The webinar featured longtime PEIA partners Washington County Chamber of Commerce President Jeff Kotula and Williamsport/Lycoming Chamber of Commerce President/CEO Jason Fink. Susquehanna County Commissioner Alan Hall also joined the conversation, which featured topics such as how the gas industry has benefited counties, farms, and residents, and how the industry has created all different types of jobs and opportunities for nearby communities.

Fink briefly talked about how the industry has helped grow businesses in downtown Williamsport and kept businesses running during COVID-19. Hotels are still able to operate at 70 percent capacity in his region and the restaurant industry continues to boom from visitors staying at the hotels. Fink went on to further explain how there is a strong relationship between the hospitality and gas industries.

Not only are hospitality businesses booming, but agricultural businesses have benefited significantly from the Marcellus Shale as well. Prior to the Marcellus Shale, the values of farms in the area were low. Now the land is worth much more and farmers are able to expand their property. The expansion of farmland means more animals and more crops, which translates into more revenue for farmers. Hall explained that prior to the expanse of the natural gas industry, farmers were leaving because they were not making any money. Since the placement of the natural gas plants, farmers are now able to completely reinvent their farms.

Kotula, Hall and Fink all stressed how the industry has positively impacted the education system as well. The industry allows students learn about certain career opportunities from a young age. Kids from K-12 are able to take tours of the plants, and STEM students are given a hands-on experience in learning about natural power plants. Kotula, Hall and Fink elaborated how important STEM learning is for students. Kids are able to have jobs right out of high school or college. Fink mentioned how Penn College of Technology in northeastern Pennsylvania partners with the industry to get supplies and let students have hands-on experience.

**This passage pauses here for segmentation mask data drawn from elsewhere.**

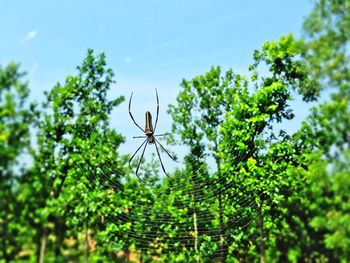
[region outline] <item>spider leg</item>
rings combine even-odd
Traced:
[[[170,178],[170,176],[169,176],[169,175],[166,173],[166,171],[165,171],[165,168],[164,168],[164,165],[163,165],[163,162],[162,162],[162,158],[160,158],[160,154],[159,154],[159,150],[158,150],[158,146],[157,146],[157,141],[154,142],[154,145],[156,146],[158,158],[159,158],[160,164],[161,164],[161,166],[162,166],[163,172],[165,173],[165,175],[166,175],[167,177]]]
[[[156,134],[156,135],[153,135],[154,137],[161,137],[161,136],[167,136],[167,135],[172,135],[174,133],[163,133],[163,134]]]
[[[136,152],[133,154],[133,156],[131,156],[130,160],[129,160],[129,164],[131,162],[131,160],[135,157],[135,155],[138,153],[138,151],[141,149],[141,147],[145,144],[145,142],[147,142],[147,140],[145,140],[139,148],[137,148]]]
[[[159,99],[158,99],[158,92],[157,92],[157,89],[156,89],[156,97],[157,97],[157,116],[156,116],[156,122],[154,123],[153,132],[156,132],[157,123],[158,123],[158,115],[159,115]]]
[[[134,136],[133,138],[147,138],[147,136]]]
[[[173,160],[174,162],[178,163],[178,161],[175,160],[175,158],[173,156],[170,155],[170,153],[165,149],[165,147],[156,139],[154,138],[154,140],[159,143],[160,147],[162,147],[162,149],[166,152],[166,154],[171,158],[171,160]]]
[[[140,158],[140,161],[139,161],[139,163],[138,163],[138,165],[137,165],[137,168],[136,168],[136,176],[137,176],[137,178],[139,178],[139,180],[141,181],[141,182],[143,182],[143,180],[137,175],[137,172],[139,171],[139,168],[140,168],[140,164],[141,164],[141,161],[142,161],[142,158],[143,158],[143,155],[145,154],[145,150],[146,150],[146,147],[147,147],[147,144],[148,144],[148,141],[146,140],[146,144],[145,144],[145,148],[143,148],[143,151],[142,151],[142,154],[141,154],[141,158]]]
[[[143,133],[145,133],[145,131],[136,123],[134,117],[133,117],[132,114],[131,114],[131,99],[132,99],[132,94],[133,94],[133,93],[131,92],[131,96],[130,96],[130,100],[129,100],[129,114],[130,114],[130,117],[131,117],[132,121],[135,123],[135,125],[136,125],[137,127],[139,127],[140,130],[141,130]]]

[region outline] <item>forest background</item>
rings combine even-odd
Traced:
[[[210,7],[204,3],[198,10]],[[182,60],[184,68],[202,62],[206,40],[214,44],[230,35],[220,25],[232,23],[231,16],[222,17],[212,20],[216,31],[183,24],[197,32],[187,36],[188,44],[198,46],[196,56]],[[38,34],[30,31],[20,45]],[[103,52],[86,48],[79,64],[55,42],[60,59],[79,66],[45,87],[43,96],[31,94],[28,82],[38,65],[26,75],[18,62],[2,62],[0,261],[348,262],[350,1],[313,1],[302,33],[294,35],[283,32],[248,50],[244,70],[235,69],[234,59],[199,74],[189,67],[175,95],[159,88],[161,106],[163,95],[176,98],[163,107],[172,135],[161,143],[179,165],[161,151],[167,177],[147,151],[139,171],[143,181],[135,176],[139,160],[128,162],[142,141],[126,143],[118,129],[121,118],[113,116],[128,116],[127,104]],[[78,31],[71,40],[79,41]],[[211,65],[217,56],[232,55],[232,41],[215,43],[224,44],[208,55]],[[153,46],[151,40],[146,44]],[[153,46],[153,55],[142,59],[172,45]],[[169,68],[159,59],[138,68],[123,55],[128,68],[154,79],[154,65]],[[154,87],[139,90],[142,100],[135,92],[132,109],[155,116]],[[136,119],[143,126],[143,116]],[[164,114],[157,131],[168,132],[162,120]],[[129,139],[140,135],[134,128]]]

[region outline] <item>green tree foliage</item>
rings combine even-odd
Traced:
[[[173,130],[180,135],[181,141],[190,147],[190,154],[187,157],[188,171],[198,171],[203,162],[205,153],[208,152],[215,159],[217,178],[220,178],[220,159],[217,156],[220,142],[219,127],[223,121],[224,114],[231,109],[231,98],[235,93],[235,83],[239,80],[232,71],[221,73],[220,67],[213,67],[208,73],[200,75],[191,81],[182,81],[182,90],[177,97],[177,104],[170,105],[174,125]],[[188,180],[192,182],[192,191],[196,191],[200,181],[208,182],[209,177],[203,178],[204,174],[192,173]],[[220,186],[213,191],[218,196],[218,220],[220,229],[220,243],[223,251],[222,258],[226,258],[226,244],[224,240],[223,222],[223,196]],[[195,206],[201,206],[193,196]],[[196,207],[192,207],[194,228],[197,229]],[[195,230],[195,235],[198,231]],[[198,239],[198,237],[196,238]],[[195,244],[198,251],[198,244]]]
[[[22,204],[17,198],[21,170],[18,161],[29,145],[29,94],[19,65],[0,67],[0,258],[12,261],[22,249],[26,231],[20,219]]]
[[[158,240],[154,233],[159,229],[155,222],[159,211],[154,212],[153,208],[160,181],[158,159],[155,155],[152,157],[152,162],[143,163],[140,169],[142,183],[134,173],[127,173],[125,182],[116,189],[114,195],[118,196],[115,204],[118,209],[111,211],[108,229],[103,233],[107,244],[119,237],[118,250],[123,250],[126,261],[130,259],[131,253],[138,254],[140,260],[145,262],[158,255],[153,245]]]
[[[286,238],[295,239],[288,234],[291,222],[287,218],[298,199],[293,193],[302,190],[304,178],[295,170],[301,169],[306,153],[295,147],[293,136],[275,131],[274,126],[294,117],[289,107],[293,90],[306,101],[313,99],[313,80],[308,77],[302,48],[301,42],[289,35],[256,51],[251,67],[254,91],[247,84],[236,87],[233,108],[220,130],[222,171],[226,182],[232,184],[233,196],[227,220],[241,211],[239,220],[228,221],[233,238],[230,251],[240,260],[287,260],[282,243]],[[260,63],[269,68],[270,76],[259,78]],[[243,198],[252,205],[241,205]],[[251,242],[252,236],[258,238]]]
[[[184,80],[177,105],[170,106],[174,131],[190,146],[189,158],[199,162],[201,155],[194,149],[202,147],[202,154],[209,152],[216,161],[217,172],[204,179],[211,189],[207,194],[216,197],[207,211],[217,217],[209,227],[220,230],[220,239],[212,240],[211,246],[220,244],[216,248],[221,260],[264,260],[266,247],[274,258],[276,240],[284,239],[277,227],[288,231],[284,217],[297,199],[289,195],[300,190],[304,180],[293,171],[306,153],[295,149],[292,137],[274,132],[273,127],[294,117],[289,107],[293,90],[305,101],[315,99],[317,83],[308,75],[304,54],[305,46],[290,35],[267,42],[254,53],[251,81],[232,70],[222,74],[219,67],[212,68]],[[261,64],[268,67],[268,76],[259,77]],[[188,169],[183,177],[191,181],[194,174]],[[193,203],[203,207],[195,198]],[[258,243],[251,242],[255,235],[260,236]],[[267,240],[271,243],[265,244]]]
[[[194,148],[192,148],[194,150]],[[202,149],[197,149],[202,151]],[[170,180],[164,180],[155,200],[156,222],[161,222],[158,245],[165,262],[196,262],[210,258],[219,246],[218,234],[210,218],[217,209],[209,198],[213,189],[203,178],[208,178],[208,167],[200,152],[191,152],[185,158],[185,168],[175,171]]]
[[[104,55],[95,57],[89,50],[78,74],[46,94],[37,121],[34,167],[26,180],[26,198],[32,199],[28,217],[36,229],[41,262],[48,242],[56,260],[66,261],[65,238],[78,244],[80,233],[85,233],[87,258],[89,239],[97,238],[96,228],[104,228],[103,217],[116,209],[110,185],[119,184],[123,176],[116,152],[123,138],[109,127],[109,114],[124,98],[107,99],[112,78]],[[50,235],[54,241],[48,239]]]
[[[304,22],[312,73],[330,86],[350,80],[349,14],[349,0],[317,0]]]
[[[189,151],[164,179],[153,160],[139,182],[118,153],[109,117],[124,98],[108,96],[103,54],[30,110],[18,65],[0,68],[0,262],[348,262],[349,14],[349,0],[316,0],[305,39],[266,42],[249,76],[183,80],[169,113]],[[329,87],[288,134],[293,98]]]
[[[302,127],[306,147],[321,150],[320,167],[310,173],[307,193],[310,228],[318,235],[319,257],[347,262],[349,235],[350,143],[350,1],[316,1],[304,24],[310,72],[333,88],[327,101],[315,106]]]
[[[299,138],[304,147],[319,150],[316,160],[320,165],[310,169],[310,188],[304,217],[309,220],[310,239],[322,240],[314,247],[319,257],[336,261],[349,259],[347,243],[350,211],[349,187],[349,86],[341,84],[330,100],[312,108],[303,123]]]

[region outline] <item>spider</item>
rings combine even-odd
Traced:
[[[138,151],[141,149],[141,147],[143,145],[145,145],[145,147],[143,148],[142,154],[141,154],[141,158],[139,160],[139,163],[137,164],[137,168],[136,168],[136,176],[137,178],[139,178],[140,181],[143,181],[138,175],[137,172],[139,171],[140,168],[140,164],[143,158],[143,155],[145,153],[147,144],[154,144],[156,147],[156,151],[157,151],[157,155],[160,161],[160,164],[162,166],[163,172],[165,173],[166,176],[168,176],[167,172],[165,171],[163,162],[162,162],[162,158],[160,158],[160,154],[159,154],[159,150],[158,150],[158,145],[167,153],[167,155],[174,161],[176,162],[176,160],[174,159],[174,157],[172,157],[170,155],[170,153],[164,148],[164,146],[156,139],[156,137],[161,137],[161,136],[166,136],[166,135],[170,135],[169,133],[164,133],[164,134],[154,134],[157,128],[157,122],[158,122],[158,115],[159,115],[159,99],[158,99],[158,93],[157,93],[157,89],[156,89],[156,97],[157,97],[157,116],[156,116],[156,121],[154,123],[154,129],[153,129],[153,125],[152,125],[152,115],[149,111],[146,111],[146,126],[145,126],[145,130],[142,129],[140,127],[140,125],[138,125],[134,119],[134,117],[131,114],[131,99],[132,99],[132,95],[133,93],[131,93],[130,96],[130,100],[129,100],[129,114],[130,117],[132,119],[132,121],[135,123],[135,125],[145,134],[145,136],[134,136],[133,138],[146,138],[146,140],[140,145],[140,147],[136,150],[136,152],[133,154],[133,156],[131,156],[130,160],[129,160],[129,164],[131,162],[131,160],[135,157],[135,155],[138,153]],[[168,176],[169,177],[169,176]]]

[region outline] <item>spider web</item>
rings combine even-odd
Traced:
[[[85,131],[86,138],[90,137],[90,133],[90,131]],[[98,144],[96,140],[96,147]],[[160,151],[162,159],[167,158],[161,149]],[[147,153],[145,157],[146,155]],[[242,160],[243,156],[237,158],[238,163]],[[110,163],[112,164],[113,160],[110,160]],[[89,165],[86,163],[82,168],[88,171]],[[149,172],[143,170],[144,165],[142,163],[140,167],[141,176],[149,175]],[[163,173],[160,167],[156,170],[158,170],[156,175]],[[116,196],[112,204],[114,209],[107,216],[102,216],[99,224],[103,224],[106,229],[116,226],[118,229],[115,234],[118,238],[132,238],[136,244],[132,250],[137,254],[157,256],[157,253],[180,253],[186,249],[188,253],[196,254],[201,258],[220,258],[224,253],[235,252],[235,242],[237,244],[245,242],[251,245],[259,238],[259,233],[254,226],[263,215],[257,212],[255,202],[256,198],[262,196],[263,191],[255,195],[245,191],[234,191],[232,189],[239,186],[233,185],[223,176],[215,179],[204,178],[198,171],[190,178],[191,182],[186,181],[186,178],[176,177],[175,171],[174,173],[168,172],[170,179],[158,180],[153,182],[153,185],[140,182],[134,174],[135,168],[127,172],[126,176],[130,177],[127,179],[121,178],[120,170],[112,165],[98,167],[98,171],[98,173],[88,174],[92,187],[95,186],[101,191],[109,191]],[[168,185],[168,190],[160,195],[157,186],[164,183]],[[134,192],[126,188],[127,184],[133,184]],[[137,193],[143,194],[138,195]],[[151,200],[145,198],[144,193],[147,193]],[[175,193],[179,193],[178,196]],[[219,195],[223,198],[225,206],[223,209],[233,208],[230,218],[224,215],[225,225],[231,228],[225,231],[222,231],[218,223]],[[174,216],[174,211],[171,210],[180,211],[181,216]],[[170,231],[172,229],[174,230],[173,235]],[[234,230],[244,232],[244,238],[235,236],[237,232]],[[222,243],[222,240],[235,242],[225,244]],[[206,246],[208,243],[214,244],[212,246],[214,248],[208,249]]]

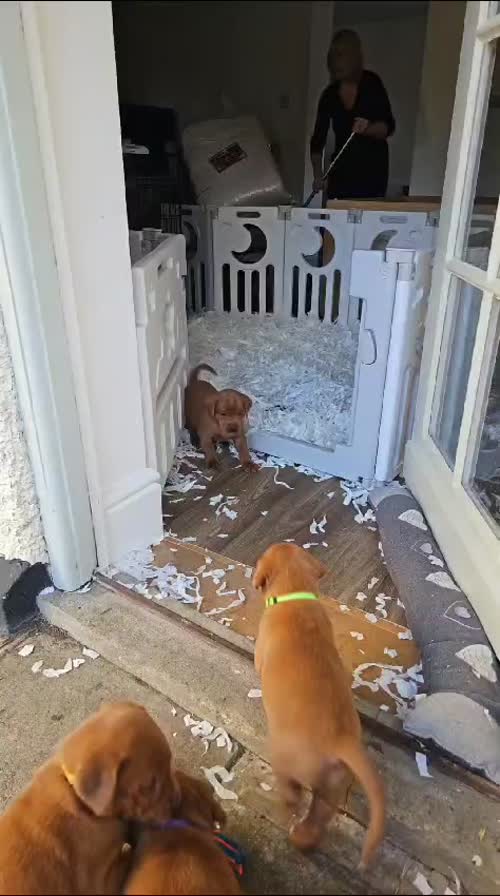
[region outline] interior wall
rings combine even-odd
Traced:
[[[440,196],[443,191],[465,6],[464,0],[432,0],[429,5],[410,180],[413,196]]]
[[[359,34],[365,67],[389,94],[396,131],[389,140],[389,194],[409,186],[422,76],[427,3],[335,4],[334,26]]]
[[[477,181],[477,196],[500,193],[500,55],[496,56]]]
[[[0,555],[28,563],[48,559],[1,308]]]
[[[181,127],[256,115],[287,188],[302,195],[308,2],[114,4],[120,99],[172,107]]]
[[[307,87],[307,107],[305,117],[305,157],[304,157],[304,201],[312,190],[313,170],[311,165],[309,144],[314,130],[319,98],[328,83],[326,59],[333,34],[333,16],[335,4],[332,0],[311,3],[311,28],[309,32],[309,75]],[[325,148],[328,156],[328,146]],[[311,208],[322,204],[322,195],[317,193],[312,199]]]

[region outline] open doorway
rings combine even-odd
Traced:
[[[314,7],[322,7],[320,35]],[[162,135],[172,156],[180,154],[182,132],[195,123],[255,116],[285,191],[300,202],[311,117],[328,83],[329,41],[335,31],[348,28],[359,34],[365,66],[382,79],[396,119],[387,195],[438,197],[464,13],[463,0],[446,8],[410,0],[265,5],[118,0],[113,14],[120,103],[146,107],[151,116],[141,122],[125,115],[124,136],[141,133],[157,142]],[[153,109],[164,110],[163,121]],[[193,192],[183,176],[176,177],[172,196],[190,202]],[[148,226],[155,226],[151,219]]]
[[[464,4],[452,5],[459,27],[456,40],[449,41],[446,114],[444,101],[441,108],[446,133],[433,174],[441,162],[444,171],[460,49]],[[320,219],[302,213],[311,186],[309,138],[328,82],[331,35],[354,29],[366,65],[380,69],[394,105],[388,189],[407,203],[407,194],[414,194],[413,150],[425,140],[416,135],[422,85],[431,78],[424,69],[436,64],[436,7],[113,4],[129,225],[145,235],[143,252],[162,232],[186,236],[193,362],[210,363],[221,386],[239,383],[249,392],[253,430],[273,436],[256,435],[254,447],[284,454],[290,448],[290,460],[351,478],[375,478],[385,370],[394,343],[388,332],[394,295],[383,313],[363,286],[351,301],[353,250],[404,245],[431,252],[440,189],[421,182],[433,202],[412,205],[411,214],[407,204],[392,216],[376,214],[373,206],[366,215],[352,215],[349,206],[324,211]],[[397,54],[387,52],[395,29]],[[388,57],[394,57],[392,67]],[[325,159],[328,152],[327,147]],[[365,280],[370,277],[373,272]],[[424,313],[422,305],[405,336],[412,345]],[[264,376],[259,345],[268,346]],[[401,394],[407,424],[413,362],[412,370]],[[361,432],[359,421],[369,418],[369,433],[366,427]],[[381,478],[392,478],[400,468],[406,435],[401,431],[393,440]]]

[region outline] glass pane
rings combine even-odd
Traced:
[[[457,454],[481,297],[479,289],[457,277],[451,278],[431,435],[452,469]]]
[[[485,515],[500,535],[500,325],[497,323],[495,353],[479,450],[468,486]]]
[[[492,69],[491,90],[485,109],[484,129],[476,160],[474,196],[467,219],[462,258],[481,268],[488,266],[491,235],[500,195],[500,53],[495,58],[496,41],[489,45]]]

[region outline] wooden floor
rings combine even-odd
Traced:
[[[188,460],[188,464],[191,467],[185,465],[181,470],[193,472],[194,464],[195,472],[203,471],[209,476],[213,473],[213,478],[198,478],[206,486],[203,490],[164,495],[164,524],[172,535],[193,538],[199,546],[249,566],[254,566],[260,554],[275,541],[293,538],[299,545],[319,542],[311,551],[330,570],[322,582],[326,593],[341,604],[378,616],[375,597],[383,593],[392,598],[385,604],[387,618],[406,625],[404,609],[398,604],[397,591],[380,554],[376,524],[355,522],[354,509],[343,504],[344,492],[338,480],[315,482],[312,476],[293,467],[247,473],[237,467],[228,452],[221,456],[215,472],[208,471],[201,459]],[[277,484],[275,479],[289,487]],[[329,498],[332,491],[334,495]],[[233,505],[238,514],[234,520],[224,514],[217,516],[216,506],[210,504],[210,498],[220,494],[238,498]],[[324,535],[311,534],[313,518],[320,520],[324,514]],[[374,579],[377,581],[369,589]],[[365,594],[366,599],[357,600],[359,593]]]

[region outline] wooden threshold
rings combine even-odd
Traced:
[[[208,628],[205,624],[198,623],[196,621],[194,611],[190,610],[189,607],[184,607],[183,612],[181,613],[179,612],[179,605],[168,605],[166,603],[162,603],[160,605],[152,600],[149,600],[143,595],[132,591],[126,585],[120,584],[114,579],[110,579],[107,576],[102,575],[102,573],[99,573],[96,578],[107,588],[110,588],[112,591],[119,594],[124,600],[130,603],[138,603],[140,606],[148,610],[152,615],[166,615],[175,624],[179,626],[187,626],[194,632],[196,632],[197,635],[200,635],[203,638],[207,638],[212,643],[219,644],[225,649],[229,648],[231,650],[234,650],[234,652],[239,656],[253,663],[253,649],[250,642],[248,644],[248,647],[246,647],[245,645],[238,645],[236,642],[229,640],[225,636],[222,637],[212,628]],[[363,700],[356,694],[354,694],[354,702],[361,716],[363,728],[368,734],[368,742],[371,742],[371,745],[375,749],[376,745],[373,744],[371,738],[379,738],[380,740],[403,749],[408,753],[422,751],[422,741],[414,737],[414,735],[404,731],[399,719],[395,717],[389,717],[387,716],[387,714],[384,714],[384,717],[381,718],[380,714],[374,713],[374,707],[372,704]],[[439,768],[439,770],[448,778],[462,781],[464,784],[472,787],[478,793],[488,796],[500,803],[500,787],[498,785],[489,781],[480,773],[472,771],[465,765],[457,762],[455,757],[446,753],[444,750],[435,746],[434,744],[426,743],[425,752],[431,758],[432,764],[435,765],[436,768]]]

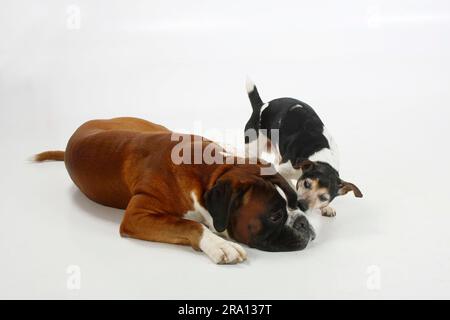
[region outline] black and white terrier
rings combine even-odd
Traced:
[[[320,209],[333,217],[329,204],[336,196],[353,191],[362,197],[357,186],[339,177],[337,146],[313,108],[292,98],[264,103],[250,79],[247,93],[253,108],[245,126],[247,155],[272,162],[292,182],[302,211]]]

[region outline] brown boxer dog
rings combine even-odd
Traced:
[[[75,131],[65,152],[35,160],[64,161],[89,199],[126,209],[122,236],[190,245],[215,263],[246,259],[240,245],[223,237],[266,251],[301,250],[314,238],[295,190],[278,173],[263,176],[261,163],[239,164],[211,141],[174,135],[136,118],[93,120]],[[187,160],[196,150],[214,150],[214,159],[224,161],[178,163],[174,150]]]

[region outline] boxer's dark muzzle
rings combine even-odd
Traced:
[[[306,217],[304,215],[298,216],[295,219],[292,227],[299,232],[309,233],[311,241],[316,238],[316,232],[314,231],[314,228],[312,227],[312,225],[309,223],[308,219],[306,219]]]
[[[264,251],[298,251],[306,248],[314,240],[316,233],[305,216],[299,215],[292,225],[283,224],[270,230],[268,226],[255,236],[250,246]]]

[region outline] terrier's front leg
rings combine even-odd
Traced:
[[[322,215],[324,217],[335,217],[336,216],[336,210],[334,210],[334,208],[330,207],[330,206],[326,206],[323,207],[322,209],[320,209],[320,211],[322,212]]]

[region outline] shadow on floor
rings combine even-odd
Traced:
[[[72,200],[75,206],[80,209],[85,214],[92,216],[96,219],[102,220],[103,222],[111,223],[117,226],[117,230],[119,229],[120,223],[122,222],[122,217],[124,210],[115,209],[111,207],[106,207],[101,204],[98,204],[89,198],[87,198],[77,187],[73,186],[71,188],[72,192]],[[116,231],[114,231],[116,232]],[[146,249],[164,249],[175,252],[188,252],[197,254],[202,256],[200,252],[194,251],[189,246],[178,246],[168,243],[160,243],[160,242],[151,242],[151,241],[143,241],[132,238],[124,237],[123,240],[130,241],[130,245],[139,246]]]
[[[72,200],[83,212],[103,221],[120,225],[123,210],[106,207],[88,199],[77,187],[72,187]]]

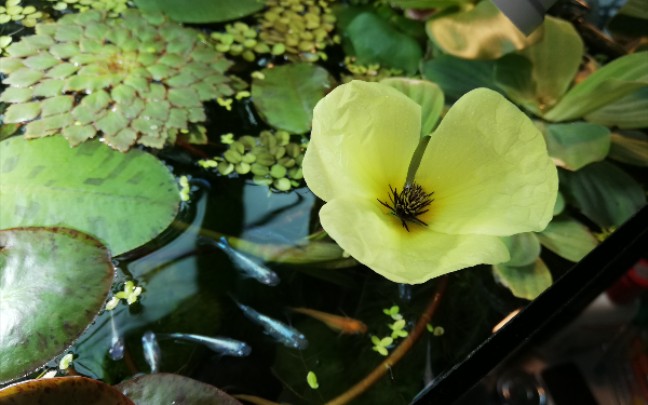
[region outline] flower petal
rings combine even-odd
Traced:
[[[338,86],[315,107],[304,179],[325,201],[401,188],[420,128],[420,106],[399,91],[361,81]]]
[[[541,231],[552,218],[558,191],[540,131],[487,89],[471,91],[450,108],[415,178],[434,191],[430,211],[420,219],[447,233]]]
[[[498,237],[448,235],[418,225],[407,232],[398,218],[368,199],[334,199],[320,210],[320,221],[342,249],[398,283],[423,283],[480,263],[509,260]]]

“It’s important that the younger students are exposed to the industry and see the vast opportunities,” said Kotula, who was among the founders of PEIA more than five years ago to promote investments in the energy infrastructure necessary to ensure sustained growth among our energy resources.

Not only does the gas industry impact agriculture, education and commercial/industrial industries, but also the arts and culture. Fink explained that the industry has had a large impact on improving the quality of life for local residents. “This industry is investing in a lot of partnership projects,” Fink said, citing a theater that was just built in Lycoming.

Hall went on to explain how a new hospital was built with the help of Cabot Oil and Gas and a new library was built in Susquehanna County. Businesses are benefiting immensely from the help of these gas industries. Without taxes being raised or money being borrowed, places like hospitals and libraries can be built.

Kotula closed by saying a common theme in the community is the willingness to work with the industry and positioning the industry for long-term success. “We want this to be a lifetime for opportunity,” he said.